Presenting data on that device in the single-arm, investigational device exemption (IDE) APEX AV trial of 122 patients from 25 centers with acute intermediate-risk PE, Keeling said the mean reduction from baseline in RV/LV ratio was 29% at 48 hours, with a 35.5% mean reduction in clot burden and no mortality at 30 days. The study data formed the basis for the FDA’s decision.

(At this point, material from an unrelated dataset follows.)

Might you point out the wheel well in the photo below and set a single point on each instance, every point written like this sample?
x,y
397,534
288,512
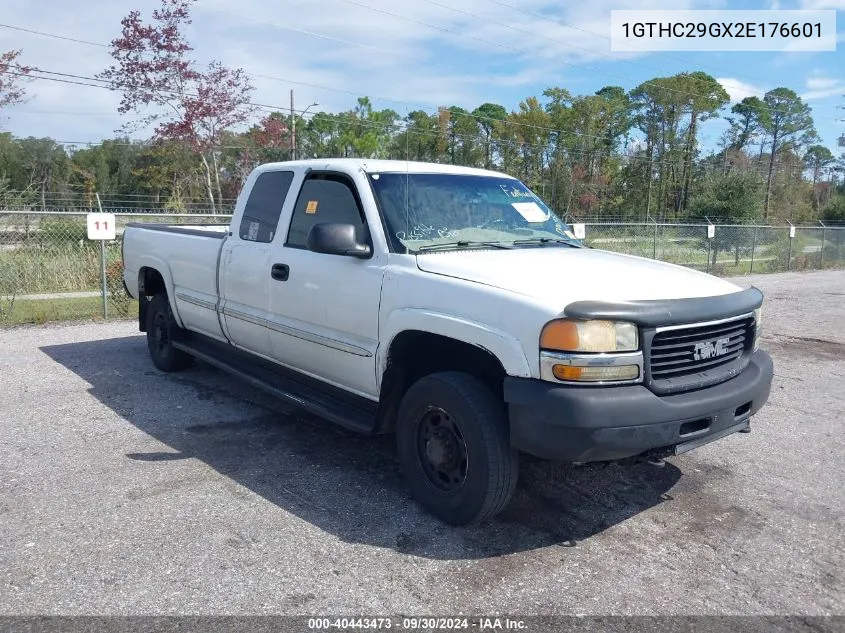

“This is a comparable safety and efficacy profile to other catheters in the space,” Keeling noted, adding that in regulatory terms, the bar for entry of new advanced therapy PE devices is low.

“We've seen a number of catheters become FDA approved through this process and I think that's good for patients, but I think postmarket registries and postmarket analysis of these catheters, especially when it comes to safety and efficacy, is going to be of utmost importance,” he added. “I’m a surgeon, but I also use some of these catheter-based therapies. We should be doing more for a lot of these patients, so I agree with the low bar for entry, but . . . [the FDA is] asking us to monitor these devices postmarket.”

Sources
  • Parikh SA. Disparities in pulmonary embolism care: insights from big data analytics. Presented at: SCAI 2024. May 3, 2024. Long Beach, CA.

  • Kobayashi T. A safety and feasibility single-arm study of a novel catheter thrombectomy device for the treatment of pulmonary embolism (ENGULF). Presented at: SCAI 2024. May 3, 2024. Long Beach, CA.

  • Keeling WB. APEX-AV: acute pulmonary embolism extraction trial with the AlphaVac system. Presented at: SCAI 2024. May 3, 2024. Long Beach, CA.

Disclosures
  • Parikh reports institutional research support from Abbott Vascular, Veryan Medical, Acotec, Concept Medical, Shockwave Medical, TriReme Medical, Surmodics, Boston Scientific, and Reflow Medical; serving on advisory boards for Abbott, Medtronic, Boston Scientific, Cordis, and Philips; and consulting for Terumo, Abiomed, Penumbra, Canon, Recor, and R3 Vascular.
  • Keeling reports consulting for, serving on the advisory board and speakers bureau of AngioDynamics.
  • Kobayashi reports serving on advisory boards for Recor, Medtronic, and Sonivie.